Si ce bordereau de pièces fait enfin état d’une attestation de la CAF de non versement de prestations sociales de mars 2021, la cour note que les décomptes produits par le bailleur mentionnent pour leur part effectivement un dernier versement de l’APL en février 2021 de 398,28 euros, mais révèlent aussi un versement de 346,34 euros en décembre 2021 à titre de rappel APL. Ces décomptes mettent également en évidence des réglements mensuels par le locataire de 200 euros, et pour la dernière fois le 31 juillet 2021, outre un règlement de la locataire de 280 euros le 5 janvier 2022.
A défaut de tout justificatif des revenus déclarés par Mme [Z] [E], cette dernière échoue à rapporter la preuve de ce qu’elle était sans revenus, ce que contredit l’existence de versements.
Mme [Z] [E] ne caractérise donc pas s’être retrouvée dans sa situation de force majeure, l’empêchant d’exécuter son obligation de payer le loyer.
La cour confirme le jugement qui constate la résiliation du bail par le jeu de la clause résolutoire au 8 février 2022.
— sur les délais
Mme [Z] [E] ne critique pas le jugement qui la condamne à une indemnité d’occupation, à l’arriéré locatif et dit qu’aucun autre délai de paiement ne peut lui être octroyé.
Elle sollicite de la cour qu’elle lui accorde un délai jusqu’au 10 juillet 2023 pour quitter les lieux, invoquant sa situation de mère de deux enfants.
L’établissement Neotoa s’oppose à tout délai pour quitter les lieux.
Si l’article L 412-3 du code des procédures civiles d’exécution prévoit que le juge peut accorder des délais renouvelables aux occupants de lieux habités ou de locaux à usage professionnel, dont l’expulsion a été ordonnée judiciairement, chaque fois que le relogement des intéressés ne peut avoir lieu dans des conditions normales, il est constaté en l’espèce que Mme [Z] [E] n’argumente sa demande qu’au regard de l’existence de deux enfants à charge, ce qui n’est pas contesté.
Elle n’a conclu à l’octroi d’un délai qu’en février 2023 pour solliciter un délai jusqu’au mois de juillet 2023 et n’a pas reconclu ni explicité sa demande.
La cour considère qu’elle ne démontre par aucun élément que son relogement ne peut avoir lieu dans des conditions normales et sa demande est rejetée.

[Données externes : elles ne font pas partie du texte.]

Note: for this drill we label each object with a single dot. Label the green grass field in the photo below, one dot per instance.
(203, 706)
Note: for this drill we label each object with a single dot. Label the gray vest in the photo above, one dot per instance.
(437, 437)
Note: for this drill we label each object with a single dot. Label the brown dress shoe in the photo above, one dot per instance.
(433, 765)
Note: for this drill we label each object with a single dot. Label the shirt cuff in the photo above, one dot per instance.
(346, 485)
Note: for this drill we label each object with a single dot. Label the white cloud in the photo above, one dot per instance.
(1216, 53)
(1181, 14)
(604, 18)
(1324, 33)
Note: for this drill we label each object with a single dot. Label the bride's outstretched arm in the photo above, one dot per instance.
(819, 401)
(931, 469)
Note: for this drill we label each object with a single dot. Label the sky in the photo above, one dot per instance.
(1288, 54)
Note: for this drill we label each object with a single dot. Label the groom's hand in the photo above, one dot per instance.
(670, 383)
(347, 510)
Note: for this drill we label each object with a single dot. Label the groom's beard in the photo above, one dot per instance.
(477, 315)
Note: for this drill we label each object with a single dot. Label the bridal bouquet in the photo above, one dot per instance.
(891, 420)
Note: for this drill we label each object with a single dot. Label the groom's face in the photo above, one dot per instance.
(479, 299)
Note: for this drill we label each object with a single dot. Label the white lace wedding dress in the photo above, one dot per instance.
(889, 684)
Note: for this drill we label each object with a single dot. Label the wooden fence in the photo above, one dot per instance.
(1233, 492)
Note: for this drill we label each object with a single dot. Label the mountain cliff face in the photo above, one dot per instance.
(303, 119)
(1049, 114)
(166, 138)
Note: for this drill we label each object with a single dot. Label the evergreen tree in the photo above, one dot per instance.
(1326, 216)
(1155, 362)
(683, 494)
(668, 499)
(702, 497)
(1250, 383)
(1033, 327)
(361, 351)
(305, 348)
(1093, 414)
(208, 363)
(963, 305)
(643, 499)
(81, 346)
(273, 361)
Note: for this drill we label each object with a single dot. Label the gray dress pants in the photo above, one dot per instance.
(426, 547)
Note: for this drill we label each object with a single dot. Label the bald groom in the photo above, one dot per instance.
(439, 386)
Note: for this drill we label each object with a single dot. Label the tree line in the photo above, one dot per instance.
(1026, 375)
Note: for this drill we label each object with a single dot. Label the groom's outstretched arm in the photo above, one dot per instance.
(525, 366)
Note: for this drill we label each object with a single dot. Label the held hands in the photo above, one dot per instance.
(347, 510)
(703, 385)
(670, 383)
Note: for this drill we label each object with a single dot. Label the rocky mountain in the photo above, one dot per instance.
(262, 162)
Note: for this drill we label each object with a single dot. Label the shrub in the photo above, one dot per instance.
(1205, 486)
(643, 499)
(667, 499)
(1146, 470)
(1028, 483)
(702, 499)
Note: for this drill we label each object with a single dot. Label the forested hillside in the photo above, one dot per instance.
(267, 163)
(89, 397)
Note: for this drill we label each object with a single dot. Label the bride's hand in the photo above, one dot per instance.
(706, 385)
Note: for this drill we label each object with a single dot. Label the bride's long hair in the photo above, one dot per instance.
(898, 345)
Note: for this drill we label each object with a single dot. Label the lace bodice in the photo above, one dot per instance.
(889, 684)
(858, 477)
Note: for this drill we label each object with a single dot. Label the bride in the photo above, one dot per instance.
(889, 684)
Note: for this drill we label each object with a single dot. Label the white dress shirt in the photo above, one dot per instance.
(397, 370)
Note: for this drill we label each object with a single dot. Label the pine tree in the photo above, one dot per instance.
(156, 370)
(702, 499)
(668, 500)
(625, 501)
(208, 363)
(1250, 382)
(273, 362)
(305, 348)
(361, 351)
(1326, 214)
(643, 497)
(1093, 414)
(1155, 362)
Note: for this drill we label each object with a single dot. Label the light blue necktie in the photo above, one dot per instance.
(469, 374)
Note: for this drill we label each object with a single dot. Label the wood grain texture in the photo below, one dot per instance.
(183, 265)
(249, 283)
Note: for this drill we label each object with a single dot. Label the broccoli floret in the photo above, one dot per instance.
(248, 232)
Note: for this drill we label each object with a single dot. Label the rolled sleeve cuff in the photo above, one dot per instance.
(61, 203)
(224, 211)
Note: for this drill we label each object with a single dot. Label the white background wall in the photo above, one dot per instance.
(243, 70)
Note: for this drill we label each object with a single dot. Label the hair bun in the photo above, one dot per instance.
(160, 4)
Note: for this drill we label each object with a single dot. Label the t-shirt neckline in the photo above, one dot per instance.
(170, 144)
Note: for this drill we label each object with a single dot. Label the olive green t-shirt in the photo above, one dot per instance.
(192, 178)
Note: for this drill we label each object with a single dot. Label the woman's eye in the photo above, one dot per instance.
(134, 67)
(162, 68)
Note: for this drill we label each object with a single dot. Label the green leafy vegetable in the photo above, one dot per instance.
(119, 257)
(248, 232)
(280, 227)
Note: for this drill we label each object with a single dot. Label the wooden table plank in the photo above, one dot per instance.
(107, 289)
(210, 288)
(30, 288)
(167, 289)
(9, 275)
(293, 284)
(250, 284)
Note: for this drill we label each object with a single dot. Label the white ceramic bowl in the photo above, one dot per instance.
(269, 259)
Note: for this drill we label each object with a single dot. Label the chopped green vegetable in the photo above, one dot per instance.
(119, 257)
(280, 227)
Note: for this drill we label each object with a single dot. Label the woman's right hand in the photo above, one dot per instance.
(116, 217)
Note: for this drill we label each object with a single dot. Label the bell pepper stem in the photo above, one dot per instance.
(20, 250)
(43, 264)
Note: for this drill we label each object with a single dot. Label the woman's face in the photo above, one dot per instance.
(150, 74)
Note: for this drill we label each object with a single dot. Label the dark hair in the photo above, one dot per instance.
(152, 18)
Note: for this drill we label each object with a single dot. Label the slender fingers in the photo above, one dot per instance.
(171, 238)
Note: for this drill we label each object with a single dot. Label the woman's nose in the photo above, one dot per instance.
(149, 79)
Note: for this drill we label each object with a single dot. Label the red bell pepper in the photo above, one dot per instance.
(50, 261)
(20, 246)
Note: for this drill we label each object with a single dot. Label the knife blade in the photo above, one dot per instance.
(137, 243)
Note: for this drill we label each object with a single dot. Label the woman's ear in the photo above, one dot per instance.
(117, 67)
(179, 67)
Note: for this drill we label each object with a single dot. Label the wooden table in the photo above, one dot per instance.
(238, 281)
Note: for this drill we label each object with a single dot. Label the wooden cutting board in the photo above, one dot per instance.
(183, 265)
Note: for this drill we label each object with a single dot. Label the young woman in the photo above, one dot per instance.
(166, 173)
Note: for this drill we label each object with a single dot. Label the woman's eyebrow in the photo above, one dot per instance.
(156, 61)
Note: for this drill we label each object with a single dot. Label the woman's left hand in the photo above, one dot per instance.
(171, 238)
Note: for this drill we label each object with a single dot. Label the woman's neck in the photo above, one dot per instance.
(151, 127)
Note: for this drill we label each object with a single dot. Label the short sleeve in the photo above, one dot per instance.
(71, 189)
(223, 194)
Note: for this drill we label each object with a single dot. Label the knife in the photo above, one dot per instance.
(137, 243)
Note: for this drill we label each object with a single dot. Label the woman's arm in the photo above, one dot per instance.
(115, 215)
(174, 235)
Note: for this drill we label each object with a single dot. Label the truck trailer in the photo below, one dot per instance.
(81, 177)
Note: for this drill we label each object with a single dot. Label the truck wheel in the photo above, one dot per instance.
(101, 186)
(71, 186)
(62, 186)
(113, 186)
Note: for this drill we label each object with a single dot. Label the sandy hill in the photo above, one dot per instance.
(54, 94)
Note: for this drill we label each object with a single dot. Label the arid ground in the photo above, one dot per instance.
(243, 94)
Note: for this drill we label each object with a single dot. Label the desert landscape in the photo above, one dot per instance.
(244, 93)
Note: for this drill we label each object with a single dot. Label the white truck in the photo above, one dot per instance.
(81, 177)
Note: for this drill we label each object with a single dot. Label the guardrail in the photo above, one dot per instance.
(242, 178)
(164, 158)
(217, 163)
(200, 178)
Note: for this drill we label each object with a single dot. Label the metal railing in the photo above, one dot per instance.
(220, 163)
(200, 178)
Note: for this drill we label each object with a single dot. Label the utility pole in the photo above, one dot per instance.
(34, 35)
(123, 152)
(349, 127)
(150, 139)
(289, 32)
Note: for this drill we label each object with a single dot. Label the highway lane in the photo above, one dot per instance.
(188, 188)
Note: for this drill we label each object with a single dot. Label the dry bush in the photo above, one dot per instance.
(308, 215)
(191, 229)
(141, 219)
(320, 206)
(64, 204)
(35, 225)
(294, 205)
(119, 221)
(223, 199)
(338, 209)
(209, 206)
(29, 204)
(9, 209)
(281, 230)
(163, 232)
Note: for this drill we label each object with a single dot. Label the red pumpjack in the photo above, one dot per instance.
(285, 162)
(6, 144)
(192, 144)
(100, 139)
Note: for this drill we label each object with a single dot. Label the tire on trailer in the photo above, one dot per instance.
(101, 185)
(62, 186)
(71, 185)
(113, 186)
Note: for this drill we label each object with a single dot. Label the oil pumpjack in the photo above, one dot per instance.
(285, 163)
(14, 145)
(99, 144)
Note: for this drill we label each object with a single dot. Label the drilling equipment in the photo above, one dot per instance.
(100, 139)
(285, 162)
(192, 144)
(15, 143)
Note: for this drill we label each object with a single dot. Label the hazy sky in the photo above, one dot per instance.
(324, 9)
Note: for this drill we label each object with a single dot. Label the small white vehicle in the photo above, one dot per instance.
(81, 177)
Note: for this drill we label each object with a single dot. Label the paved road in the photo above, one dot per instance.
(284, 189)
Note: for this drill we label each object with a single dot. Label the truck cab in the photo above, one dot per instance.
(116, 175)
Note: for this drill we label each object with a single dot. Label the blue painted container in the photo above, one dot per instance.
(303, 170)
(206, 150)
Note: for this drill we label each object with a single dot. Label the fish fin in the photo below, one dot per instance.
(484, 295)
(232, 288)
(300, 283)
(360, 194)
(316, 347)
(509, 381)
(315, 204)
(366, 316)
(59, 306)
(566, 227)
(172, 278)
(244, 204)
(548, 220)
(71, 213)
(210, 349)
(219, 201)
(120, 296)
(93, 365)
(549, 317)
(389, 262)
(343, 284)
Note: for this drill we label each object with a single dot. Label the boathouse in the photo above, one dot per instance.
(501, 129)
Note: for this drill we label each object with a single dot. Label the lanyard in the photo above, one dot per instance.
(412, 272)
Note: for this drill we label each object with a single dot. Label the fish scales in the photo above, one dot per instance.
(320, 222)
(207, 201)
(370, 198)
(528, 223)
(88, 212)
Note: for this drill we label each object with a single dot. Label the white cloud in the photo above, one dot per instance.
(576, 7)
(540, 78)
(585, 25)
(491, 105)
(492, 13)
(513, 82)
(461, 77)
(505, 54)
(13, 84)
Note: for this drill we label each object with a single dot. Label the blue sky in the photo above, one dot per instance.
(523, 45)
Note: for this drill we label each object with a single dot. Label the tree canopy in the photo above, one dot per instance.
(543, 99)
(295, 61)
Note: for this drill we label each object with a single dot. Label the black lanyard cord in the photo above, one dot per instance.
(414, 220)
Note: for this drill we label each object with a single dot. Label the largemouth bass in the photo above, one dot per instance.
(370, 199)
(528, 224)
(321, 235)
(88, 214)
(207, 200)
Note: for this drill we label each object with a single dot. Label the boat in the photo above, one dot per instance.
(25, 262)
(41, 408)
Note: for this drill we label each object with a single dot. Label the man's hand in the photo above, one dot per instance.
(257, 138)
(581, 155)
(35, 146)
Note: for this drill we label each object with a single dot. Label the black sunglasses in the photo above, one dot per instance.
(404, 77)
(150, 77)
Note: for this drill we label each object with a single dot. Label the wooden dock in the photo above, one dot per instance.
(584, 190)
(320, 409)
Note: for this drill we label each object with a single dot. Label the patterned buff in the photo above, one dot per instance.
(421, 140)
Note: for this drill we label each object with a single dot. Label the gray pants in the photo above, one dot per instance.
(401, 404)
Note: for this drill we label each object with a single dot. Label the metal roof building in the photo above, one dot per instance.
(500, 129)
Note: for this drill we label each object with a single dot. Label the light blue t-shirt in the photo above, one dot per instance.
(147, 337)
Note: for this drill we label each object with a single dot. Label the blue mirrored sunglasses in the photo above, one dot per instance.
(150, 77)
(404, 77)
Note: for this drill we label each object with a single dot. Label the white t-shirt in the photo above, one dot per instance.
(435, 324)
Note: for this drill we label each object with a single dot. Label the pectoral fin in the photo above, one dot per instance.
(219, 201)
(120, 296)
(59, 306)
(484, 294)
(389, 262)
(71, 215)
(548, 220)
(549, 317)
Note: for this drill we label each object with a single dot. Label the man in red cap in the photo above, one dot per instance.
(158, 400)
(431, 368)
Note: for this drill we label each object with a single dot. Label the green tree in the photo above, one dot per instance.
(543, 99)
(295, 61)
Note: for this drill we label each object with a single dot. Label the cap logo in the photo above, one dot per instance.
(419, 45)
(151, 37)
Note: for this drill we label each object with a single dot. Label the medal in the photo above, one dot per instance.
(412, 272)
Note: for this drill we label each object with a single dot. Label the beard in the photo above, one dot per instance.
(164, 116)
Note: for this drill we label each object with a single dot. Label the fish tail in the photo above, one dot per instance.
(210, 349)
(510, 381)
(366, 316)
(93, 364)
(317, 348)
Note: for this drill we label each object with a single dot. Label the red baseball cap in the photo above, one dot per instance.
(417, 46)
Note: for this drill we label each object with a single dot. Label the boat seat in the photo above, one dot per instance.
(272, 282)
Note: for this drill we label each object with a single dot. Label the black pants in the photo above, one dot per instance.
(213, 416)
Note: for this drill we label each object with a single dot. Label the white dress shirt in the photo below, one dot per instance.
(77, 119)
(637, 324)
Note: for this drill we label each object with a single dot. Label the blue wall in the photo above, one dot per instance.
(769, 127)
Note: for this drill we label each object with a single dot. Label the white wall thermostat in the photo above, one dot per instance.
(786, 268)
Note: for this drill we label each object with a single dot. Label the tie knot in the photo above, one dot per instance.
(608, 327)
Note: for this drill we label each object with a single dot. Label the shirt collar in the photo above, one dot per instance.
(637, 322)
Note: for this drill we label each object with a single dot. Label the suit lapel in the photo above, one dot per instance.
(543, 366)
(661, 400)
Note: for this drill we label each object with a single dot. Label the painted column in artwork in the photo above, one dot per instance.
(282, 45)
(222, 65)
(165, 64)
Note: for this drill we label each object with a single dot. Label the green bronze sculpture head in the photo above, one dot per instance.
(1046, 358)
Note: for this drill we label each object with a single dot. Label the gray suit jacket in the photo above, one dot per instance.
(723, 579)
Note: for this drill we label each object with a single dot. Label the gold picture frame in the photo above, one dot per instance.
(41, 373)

— sur les frais irrépétibles et les dépens
La cour fera application des dispositions de l’article 700 du code de procédure civile au profit de l’intimée. Mme [Z] [E], qui succombe en son appel supportera les dépens et est condamnée à payer à l’établissement Neotoa une somme de 800 euros au titre de ses frais irrépétibles.
Les dispositions du jugement relatives aux frais irrépétibles et aux dépens sont confirmées.
PAR CES MOTIFS
La cour, statuant publiquement, contradictoirement et par mise à disposition au greffe :
Confirme le jugement déféré en toutes ses dispositions ;
Y ajoutant,
Déboute Mme [K] [Z] [E] de ses demandes ;
Condamne Mme [K] [Z] [E] à payer à l’établissement Neotoa la somme de 800 euros sur le fondement de l’article 700 du code de procédure civile ;
Condamne Mme [K] [Z] [E] aux dépens d’appel.